Van Steensel has put up a 1.67 ERA since joining the Kernels at the end of April. He has struck out 35 batters in 27 innings of work and opponents are hitting just .179 off the right hander.

Alex Muren has been among the team’s most consistent bullpen arms, assembling a 3.43 ERA on the year and a similar 3.48 ERA so far in June.

This month, hitters are batting just .171 against Muren. He’s thrown 10.1 innings in five June appearances. All four runs surrendered this month came in one forgettable appearance on June 15.

Alex Muren

Alex Muren

Brandon Bixler had two good months in April and May, but has been less consistent in June. He has a 3.13 ERA on the year and hitters have just a .201 batting average against him. He’s struck out 39 batters in 40.1 innings.

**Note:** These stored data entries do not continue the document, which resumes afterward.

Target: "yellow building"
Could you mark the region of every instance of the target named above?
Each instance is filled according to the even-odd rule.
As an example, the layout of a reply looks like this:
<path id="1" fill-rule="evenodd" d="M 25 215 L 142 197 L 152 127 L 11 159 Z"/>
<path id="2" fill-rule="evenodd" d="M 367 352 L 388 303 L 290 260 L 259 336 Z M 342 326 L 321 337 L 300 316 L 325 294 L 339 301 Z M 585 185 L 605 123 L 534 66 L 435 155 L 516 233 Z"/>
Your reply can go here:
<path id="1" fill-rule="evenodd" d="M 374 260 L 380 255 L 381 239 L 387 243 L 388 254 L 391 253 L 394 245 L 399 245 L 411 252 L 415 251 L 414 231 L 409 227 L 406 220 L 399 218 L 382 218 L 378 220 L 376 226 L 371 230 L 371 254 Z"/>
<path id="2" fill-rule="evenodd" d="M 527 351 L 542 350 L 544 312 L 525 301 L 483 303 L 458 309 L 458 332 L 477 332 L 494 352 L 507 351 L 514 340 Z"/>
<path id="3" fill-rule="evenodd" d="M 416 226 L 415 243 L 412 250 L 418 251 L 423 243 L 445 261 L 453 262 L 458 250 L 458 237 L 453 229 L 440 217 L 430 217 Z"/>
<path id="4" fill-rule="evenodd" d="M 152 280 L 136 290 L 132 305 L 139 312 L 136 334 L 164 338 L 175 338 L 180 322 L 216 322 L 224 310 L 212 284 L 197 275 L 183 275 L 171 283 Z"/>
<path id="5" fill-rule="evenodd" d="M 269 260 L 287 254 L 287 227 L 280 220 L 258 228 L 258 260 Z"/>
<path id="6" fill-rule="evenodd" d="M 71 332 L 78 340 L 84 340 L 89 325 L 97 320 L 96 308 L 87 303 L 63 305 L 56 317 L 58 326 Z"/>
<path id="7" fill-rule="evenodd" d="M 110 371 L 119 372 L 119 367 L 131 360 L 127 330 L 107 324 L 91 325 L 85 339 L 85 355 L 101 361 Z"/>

Jared Wilson’s year has been similar to Bixler’s. Since joining the Kernels in mid May, Wilson has put up a 2.49 ERA and a .197 BAA (batting average against), while striking out over one batter per inning pitched. He’s been somewhat inconsistent in June, with three outings where he was almost unhittable and three others where he gave up almost an earned run per inning.

The Kernels bullpen could be in for a boost, however.

On Tuesday, the Twins announced that they had signed Nick Burdi, their second round pick in the 2014 draft, and that Burdi will be joining Cedar Rapids on Friday.

Burdi, the closer for a University of Louisville squad that qualified for the College World Series, reportedly throws in the 96-98 mph range and is capable of regularly topping 100 mph with his fastball.

Expectations for the Kernels coming in to the season were modest, but a seventh place finish in the MWL Western Division first-half standings was a disappointment.

Garver and Christensen will need some of their teammates to step up their games and the Kernels rotation will need to start contributing more than three or four innings of solid pitching on a regular basis if the team expects to contend for a postseason berth in the second half of the year.